How about this: B = Bsinθ i - Bcosθ j, i, j unit vectors
sinθ = y/r, cosθ = d/r
B = μI/2πr as you stated but r = √(d² + y²)
dl = dy j

I'm using bold type for vectors.

Now can you form dF = Idl x B and integrate from y = 0 to y = ∞?

(You have correctly deduced that dF = 0 for y = 0 and for y = ∞. For extra credit, where along y is dF maximum? )

You have been a tremendous help so far, I genuinely appreciate it as vector calculus and trig have never been strong points of mine

I worked through the problem keeping it in vector form but I don't get a convergent integral. I got dF to be in the -k direction which is into the page and what I would expect.

As per the extra credit, my initial inkling would be where θ=45 degrees, but I'll certainly investigate further once I figure out the force!

 

[rude man]

You have been a tremendous help so far, I genuinely appreciate it as vector calculus and trig have never been strong points of mine

I worked through the problem keeping it in vector form but I don't get a convergent integral. I got dF to be in the -k direction which is into the page and what I would expect.

- k direction is correct. What was your integral?

As per the extra credit, my initial inkling would be where θ=45 degrees, but I'll certainly investigate further once I figure out the force!

That happens to be correct! If you get the right integral you can easily show that that is so (y = d).

 

[trevor51590]

- k direction is correct. What was your integral?That happens to be correct! If you get the right integral you can easily show that that is so (y = d).

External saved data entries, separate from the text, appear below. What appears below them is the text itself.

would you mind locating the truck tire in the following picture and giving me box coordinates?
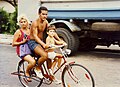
[92,22,120,31]
[56,28,79,54]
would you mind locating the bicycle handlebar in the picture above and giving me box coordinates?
[48,44,67,49]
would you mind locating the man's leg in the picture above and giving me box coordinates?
[46,59,52,69]
[33,45,48,78]
[34,45,48,67]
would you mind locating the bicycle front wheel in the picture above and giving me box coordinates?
[18,60,43,87]
[62,63,95,87]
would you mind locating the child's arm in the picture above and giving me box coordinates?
[54,32,67,45]
[45,37,55,51]
[53,38,64,45]
[46,37,51,45]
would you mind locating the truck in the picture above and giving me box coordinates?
[18,0,120,53]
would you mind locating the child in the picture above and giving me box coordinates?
[45,25,66,72]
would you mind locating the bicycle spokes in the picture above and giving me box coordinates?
[62,64,94,87]
[18,60,43,87]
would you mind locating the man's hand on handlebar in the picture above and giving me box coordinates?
[43,44,50,49]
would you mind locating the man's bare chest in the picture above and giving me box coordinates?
[37,22,46,32]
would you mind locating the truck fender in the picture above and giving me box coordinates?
[49,20,81,32]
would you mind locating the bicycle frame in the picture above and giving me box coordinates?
[39,47,68,81]
[40,47,76,82]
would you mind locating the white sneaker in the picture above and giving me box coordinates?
[53,79,62,85]
[34,68,43,78]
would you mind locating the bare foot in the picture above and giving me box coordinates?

The work is shown in the image in my last post, but essentially I ended up with

dF=μ₀I₁²ydy/2∏(d²+y²) -k

dyj crossed with the j component of the magnetic field zeros out, leaving only the -k component

 

[rude man]

The work is shown in the image in my last post, but essentially I ended up with

dF=μ₀I₁²ydy/2∏(d²+y²) -k

dyj crossed with the j component of the magnetic field zeros out, leaving only the -k component

[/quote]

That is right and that is the integral I got. And now I see that you're right, the integral does not converge if taken to ∞ as the upper limit.

I notice belatedly the problem asks somewhat cryptically for the "force per length of Ia on Ib" and vice-versa. So for that you would not integrate but give the answer as just dF which is finite everywhere and goes to zero at infinity. Somewhat of a strangely posed problem, seemsd to me.

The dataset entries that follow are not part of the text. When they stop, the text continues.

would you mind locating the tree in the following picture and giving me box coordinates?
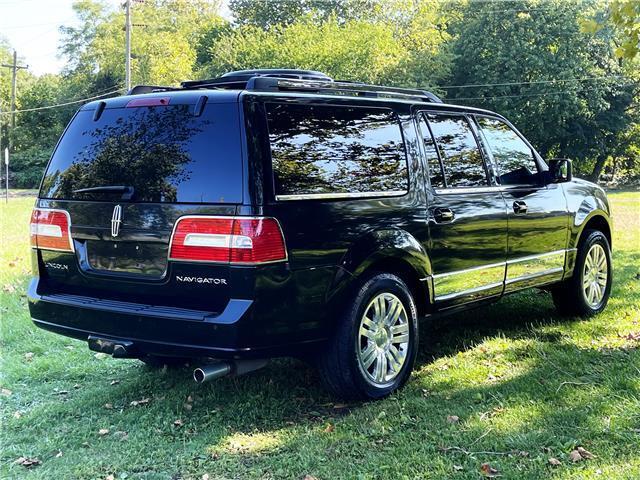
[228,0,382,28]
[60,0,226,87]
[447,0,638,181]
[203,1,453,89]
[582,0,640,59]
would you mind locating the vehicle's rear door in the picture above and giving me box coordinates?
[473,115,570,292]
[416,111,508,307]
[35,94,244,314]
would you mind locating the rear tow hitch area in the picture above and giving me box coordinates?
[193,359,267,384]
[88,335,136,358]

Anyway, I agree with everything you did at this point.

EDIT: another thought - maybe by "per unit length" means divide the integrand by y. Then your integral would be ~ dy/(y² + d²) = (1/d)tan^-1y/d which evaluates to π/2d if taken from 0 to ∞.

 

[trevor51590]

I was able to leave it in the integral form and it was acceptable. Thank you for your help!

 

[rude man]

I was able to leave it in the integral form and it was acceptable. Thank you for your help!

Thanks for letting me know. I was really curious as to what they were looking for.